I am currently signed off work at the moment as I'm struggling with my mental health. I have had a really traumatic few years with a lot going on - infertility, adopting our son, adapting to life as a SEN parent, house move, promotion at work, family bereavement, (on top of a very difficult childhood.) It has all just caught up with me and my anxiety has been off the scale. I've always suffered from anxiety but it's never been this bad and has just completely floored me.
I luckily have access to private medical through work and have just started a course of intensive therapy to work through my past trauma and finally get to the route of the anxiety. It's helping but it's tough.
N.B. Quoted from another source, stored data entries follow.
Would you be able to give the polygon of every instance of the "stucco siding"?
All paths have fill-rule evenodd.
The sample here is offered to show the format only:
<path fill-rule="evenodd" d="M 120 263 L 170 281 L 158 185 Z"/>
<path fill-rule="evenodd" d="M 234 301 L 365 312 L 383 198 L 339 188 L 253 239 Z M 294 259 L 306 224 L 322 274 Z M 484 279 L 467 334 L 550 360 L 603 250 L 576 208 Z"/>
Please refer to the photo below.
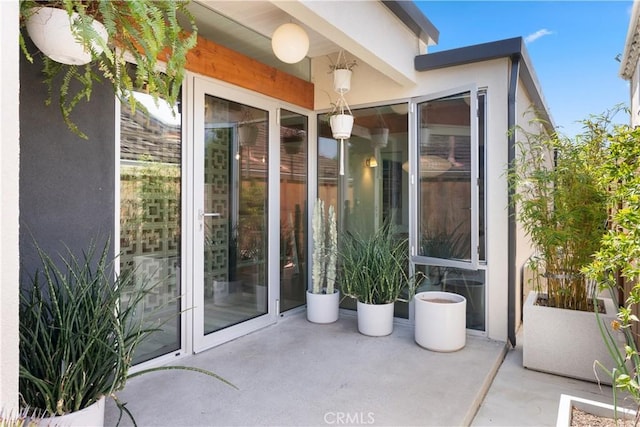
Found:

I feel very guilty about being off work - I've been signed off for a month but I think I'm going to need longer. I'm worried people will think I am malingering (I had 8 weeks off in 2017 due to poor mental health) and I feel bad that I will be putting pressure on my colleagues. I'm also worried about the work mounting up while I'm off as I don't think it will all have been picked up (no one's checking my emails for example.)
I have a call with occupational health today about going back and I guess I just wanted to hear from anyone that's been through something similar and whether a period off from worm helped. A lot of my anxiety centres around guilt about things that aren't really my fault so this is clouding my judgement a bit. I do feel like I need the time and space to get my shit together otherwise this pattern will just keep repeating but being off work is something I am finding hard to deal with.